Introductory guide to Computational Thinking
Computational thinking (CT) is the use of algorithms to define the basic concepts needed to reach transferable solutions to solve real-world problems. (Shute et al. 2017). The definition of computational thinking is “involves solving problems, designing systems, and understanding human behavior, by drawing on the concepts fundamental to computer science”(Wing 2006). Computational thinking is a conceptual approach to solving practical problems in life by correctly and effectively processing information and establishing tasks through computer systems(Lu and Fletcher 2009).
In my opinion, the fundamental purpose of computational thinking is based on solving real problems. By abstracting real problems and converting them into computer language, the data or methods needed to solve the problems can be obtained based on the powerful computing performance of computers.
As for the importance of computational thinking, many researchers and organizations today agree that computational thinking is a universal ability that every young person should possess(Barr and Stephenson 2011).

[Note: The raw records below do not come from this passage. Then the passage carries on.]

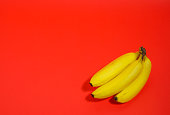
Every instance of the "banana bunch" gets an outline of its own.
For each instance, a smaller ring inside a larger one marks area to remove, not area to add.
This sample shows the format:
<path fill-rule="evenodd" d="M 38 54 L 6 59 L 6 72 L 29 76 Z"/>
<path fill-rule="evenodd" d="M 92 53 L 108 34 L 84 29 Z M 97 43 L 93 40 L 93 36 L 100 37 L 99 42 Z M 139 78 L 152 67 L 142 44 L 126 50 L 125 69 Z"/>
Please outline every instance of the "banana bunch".
<path fill-rule="evenodd" d="M 115 101 L 128 102 L 144 87 L 150 71 L 151 61 L 140 47 L 138 52 L 124 54 L 95 73 L 90 85 L 98 88 L 91 95 L 98 99 L 114 95 Z"/>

Computational thinking is partly synonymous with efficiency, which can help us learn more efficiently than just memorizing the operators of the code. In the current learning stage, computational thinking is the basis for later learning computer compilation language, computer composition and other courses. With the help of computational thinking, we can better abstract some practical problems, such as arithmetic summation, with the help of for loop to solve practical problems. Later in my career, there were many projects that were difficult to abstract immediately in computer language. But with the help of mastering computational thinking, it is beneficial for us to disassemble the actual problems and express them in computer language, so as to obtain the data and methods we need.
Barr, V. and Stephenson, C. 2011. Bringing computational thinking to K-12: what is Involved and what is the role of the computer science education community? ACM Inroads 2(1), pp. 48–54. doi: 10.1145/1929887.1929905.
Lu, J.J. and Fletcher, G.H.L. 2009. Thinking about computational thinking. In: Proceedings of the 40th ACM technical symposium on Computer science education. SIGCSE ’09. New York, NY, USA: Association for Computing Machinery, pp. 260–264. Available at: https://doi.org/10.1145/1508865.1508959 [Accessed: 23 October 2023].
Shute, V.J., Sun, C. and Asbell-Clarke, J. 2017. Demystifying computational thinking. Educational Research Review 22, pp. 142–158. doi: 10.1016/j.edurev.2017.09.003.
Wing, J.M. 2006. Computational thinking. Communications of the ACM 49(3), pp. 33–35. doi: 10.1145/1118178.1118215.